Lula elegeu Bolsonaro. Ao manter aceso o fogo da sua candidatura a presidente até o último momento, mesmo que desde o primeiro momento soubesse que não iria concorrer, Lula alimentou o antipetismo como se fosse seu gato de estimação. Cada pesquisa favorável ao PT, cada manifestação de artista nas emissoras de TV, cada tuíte de Gleisi e Lindberg, cada texto de sociólogo no Facebook serviu de ração a esse gatinho, que, de tanto se cevar, virou tigre.
A negação feroz de seus erros, o discurso do golpe, os gritos de Lula livre, essa estratégia manteve o PT pulsante no peito dos seus militantes e foi ela que jogou para o outro lado parte da sociedade brasileira. Foi essa espécie de ameaça constante, repetitiva, incessante praticada por grande parte da intelectualidade brasileira que fez a oposição radical borbulhar como azeite fervente. A Terceira Lei de Newton, de ação e reação, se cumpriu: a resposta ao sectarismo do PT foi igualmente sectária, ou até mais.
O antipetismo só existirá se existir petismo. Logo, foi o petismo que criou uma ultradireita apaixonada, pouco racional, às vezes alucinada. Os métodos são os mesmos. Os comportamentos, idênticos. Bolsonaro é o “mito”, tanto quanto Lula era “o maior líder popular que este país já teve”. O filósofo esbravejante do PT era Marilena Chauí; o do bolsonarismo é Olavo de Carvalho. Ambas as facções se acham perseguidas pela imprensa. Ambas elegeram a Globo como vilã. O bolsonarismo usa as redes sociais como o petismo usava os seus blogueiros.
Os dois necessitam desesperadamente de inimigos para sobreviver. O inimigo do PT é a elite. O inimigo do bolsonarismo é o PT. A “elite pérfida”, como uma vez definiu Lula, justificava o PT, como o PT justifica o bolsonarismo.
O problema é que, agora, o inimigo do bolsonarismo está tonto. Com o PT perplexo e cambaleante, sem saber bem como reagir, os bolsonaristas estão procurando razões para se manter em luta.
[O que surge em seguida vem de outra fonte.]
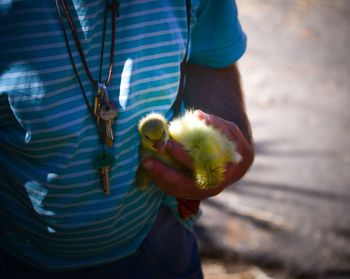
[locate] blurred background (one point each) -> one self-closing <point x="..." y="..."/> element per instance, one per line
<point x="290" y="216"/>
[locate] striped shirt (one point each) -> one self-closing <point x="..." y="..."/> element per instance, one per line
<point x="53" y="213"/>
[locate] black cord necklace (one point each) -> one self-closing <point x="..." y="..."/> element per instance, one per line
<point x="104" y="110"/>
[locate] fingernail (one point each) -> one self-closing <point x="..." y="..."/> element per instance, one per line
<point x="148" y="165"/>
<point x="200" y="114"/>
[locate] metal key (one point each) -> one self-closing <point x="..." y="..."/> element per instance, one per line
<point x="104" y="178"/>
<point x="97" y="103"/>
<point x="103" y="162"/>
<point x="108" y="112"/>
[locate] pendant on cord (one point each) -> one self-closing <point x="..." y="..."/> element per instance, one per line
<point x="105" y="112"/>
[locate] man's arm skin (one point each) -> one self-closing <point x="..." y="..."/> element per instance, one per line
<point x="217" y="92"/>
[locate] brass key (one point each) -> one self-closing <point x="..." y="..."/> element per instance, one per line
<point x="108" y="112"/>
<point x="103" y="162"/>
<point x="104" y="178"/>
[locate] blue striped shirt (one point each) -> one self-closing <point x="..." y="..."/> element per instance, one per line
<point x="53" y="213"/>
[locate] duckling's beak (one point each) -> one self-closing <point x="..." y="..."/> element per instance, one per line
<point x="160" y="145"/>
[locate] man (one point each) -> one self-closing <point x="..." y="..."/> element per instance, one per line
<point x="69" y="205"/>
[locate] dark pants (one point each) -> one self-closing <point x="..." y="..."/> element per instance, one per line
<point x="169" y="251"/>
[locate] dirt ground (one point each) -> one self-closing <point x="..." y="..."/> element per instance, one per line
<point x="291" y="211"/>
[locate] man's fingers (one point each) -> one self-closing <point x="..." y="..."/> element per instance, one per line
<point x="178" y="152"/>
<point x="228" y="128"/>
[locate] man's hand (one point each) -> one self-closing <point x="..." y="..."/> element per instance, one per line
<point x="180" y="183"/>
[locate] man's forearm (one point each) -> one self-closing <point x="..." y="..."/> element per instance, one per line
<point x="219" y="92"/>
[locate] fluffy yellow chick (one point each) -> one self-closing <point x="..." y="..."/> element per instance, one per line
<point x="209" y="149"/>
<point x="154" y="133"/>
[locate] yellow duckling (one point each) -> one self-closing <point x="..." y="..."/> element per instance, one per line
<point x="209" y="149"/>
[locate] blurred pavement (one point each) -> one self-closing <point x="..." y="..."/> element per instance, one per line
<point x="292" y="209"/>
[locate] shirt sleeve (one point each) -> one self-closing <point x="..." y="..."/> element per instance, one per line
<point x="217" y="39"/>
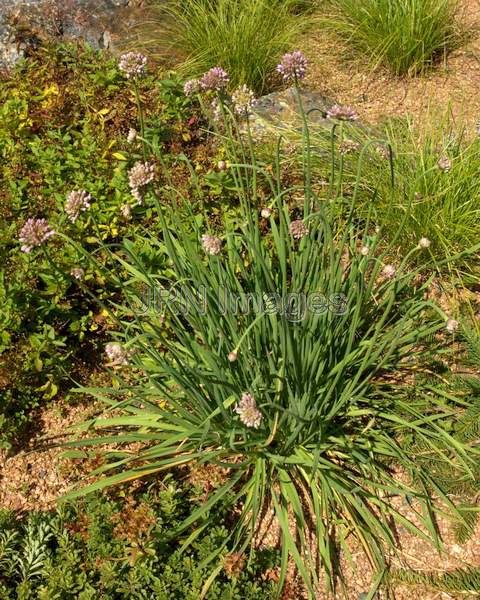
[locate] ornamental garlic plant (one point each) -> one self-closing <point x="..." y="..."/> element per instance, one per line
<point x="289" y="351"/>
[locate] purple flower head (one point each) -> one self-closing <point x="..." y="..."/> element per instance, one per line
<point x="34" y="233"/>
<point x="444" y="164"/>
<point x="77" y="201"/>
<point x="216" y="79"/>
<point x="211" y="244"/>
<point x="293" y="66"/>
<point x="139" y="176"/>
<point x="133" y="64"/>
<point x="191" y="87"/>
<point x="77" y="273"/>
<point x="132" y="135"/>
<point x="348" y="147"/>
<point x="298" y="229"/>
<point x="452" y="325"/>
<point x="243" y="100"/>
<point x="248" y="412"/>
<point x="342" y="113"/>
<point x="389" y="271"/>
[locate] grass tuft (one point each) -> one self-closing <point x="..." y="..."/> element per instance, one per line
<point x="405" y="35"/>
<point x="246" y="38"/>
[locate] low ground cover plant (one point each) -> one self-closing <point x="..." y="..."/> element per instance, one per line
<point x="113" y="548"/>
<point x="407" y="36"/>
<point x="283" y="346"/>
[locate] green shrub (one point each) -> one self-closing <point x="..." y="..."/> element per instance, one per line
<point x="404" y="35"/>
<point x="113" y="548"/>
<point x="441" y="202"/>
<point x="65" y="114"/>
<point x="423" y="199"/>
<point x="246" y="38"/>
<point x="305" y="387"/>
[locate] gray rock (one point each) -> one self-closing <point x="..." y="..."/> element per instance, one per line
<point x="24" y="22"/>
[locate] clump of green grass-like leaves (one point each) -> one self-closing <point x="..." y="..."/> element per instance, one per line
<point x="245" y="38"/>
<point x="323" y="349"/>
<point x="405" y="35"/>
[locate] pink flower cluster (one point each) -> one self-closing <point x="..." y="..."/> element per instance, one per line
<point x="34" y="233"/>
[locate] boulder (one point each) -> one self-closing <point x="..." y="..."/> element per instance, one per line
<point x="24" y="22"/>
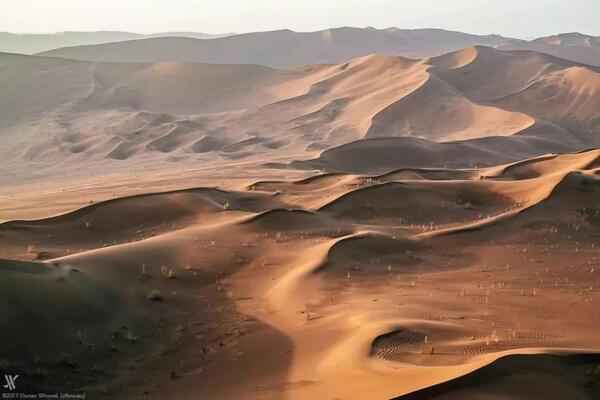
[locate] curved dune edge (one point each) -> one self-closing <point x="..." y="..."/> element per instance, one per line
<point x="302" y="258"/>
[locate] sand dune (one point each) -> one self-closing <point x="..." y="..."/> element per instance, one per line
<point x="417" y="283"/>
<point x="29" y="43"/>
<point x="329" y="46"/>
<point x="283" y="48"/>
<point x="157" y="114"/>
<point x="369" y="226"/>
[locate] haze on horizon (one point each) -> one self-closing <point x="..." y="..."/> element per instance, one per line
<point x="543" y="17"/>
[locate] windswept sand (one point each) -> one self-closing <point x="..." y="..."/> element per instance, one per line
<point x="412" y="284"/>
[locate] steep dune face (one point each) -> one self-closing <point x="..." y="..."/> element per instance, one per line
<point x="157" y="113"/>
<point x="323" y="47"/>
<point x="382" y="285"/>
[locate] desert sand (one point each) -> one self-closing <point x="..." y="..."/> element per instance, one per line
<point x="380" y="228"/>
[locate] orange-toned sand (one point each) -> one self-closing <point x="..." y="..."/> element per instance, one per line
<point x="380" y="228"/>
<point x="336" y="286"/>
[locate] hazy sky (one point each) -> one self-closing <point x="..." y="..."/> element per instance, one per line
<point x="522" y="18"/>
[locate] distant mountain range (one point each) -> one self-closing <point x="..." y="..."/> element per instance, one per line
<point x="286" y="48"/>
<point x="36" y="43"/>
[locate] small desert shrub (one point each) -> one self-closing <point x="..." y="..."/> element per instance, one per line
<point x="155" y="295"/>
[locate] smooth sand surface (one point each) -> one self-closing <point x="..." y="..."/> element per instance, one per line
<point x="417" y="283"/>
<point x="381" y="228"/>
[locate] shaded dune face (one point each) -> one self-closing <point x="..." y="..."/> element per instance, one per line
<point x="416" y="283"/>
<point x="449" y="239"/>
<point x="490" y="107"/>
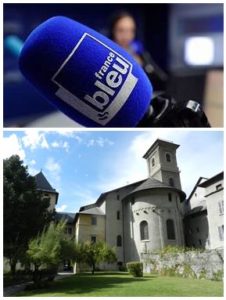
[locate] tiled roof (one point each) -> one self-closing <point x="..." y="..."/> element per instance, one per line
<point x="92" y="211"/>
<point x="152" y="183"/>
<point x="65" y="216"/>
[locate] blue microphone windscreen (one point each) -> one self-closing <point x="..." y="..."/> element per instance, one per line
<point x="13" y="44"/>
<point x="85" y="75"/>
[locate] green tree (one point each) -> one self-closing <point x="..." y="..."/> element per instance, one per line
<point x="95" y="253"/>
<point x="48" y="249"/>
<point x="25" y="212"/>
E é nesse afã que coisas bem ruins podem acabar acontecendo com o Brasil.
Há causas humanitárias que vêm se tornando alvos do bolsonarismo como se fossem bandeiras do PT. A igualdade de gêneros, o combate ao racismo e à homofobia, os direitos humanos, a proteção da Amazônia, a valorização da fiscalização ambiental, o apoio à cultura, tudo isso é importante e nada disso é de direita ou de esquerda. Nada disso é ideológico. O antipetismo venceu as eleições, sim, mas pelos erros do PT, não por seus acertos. Entender que causas humanitárias são um bem em si não é ser a favor da esquerda. É ser a favor da humanidade.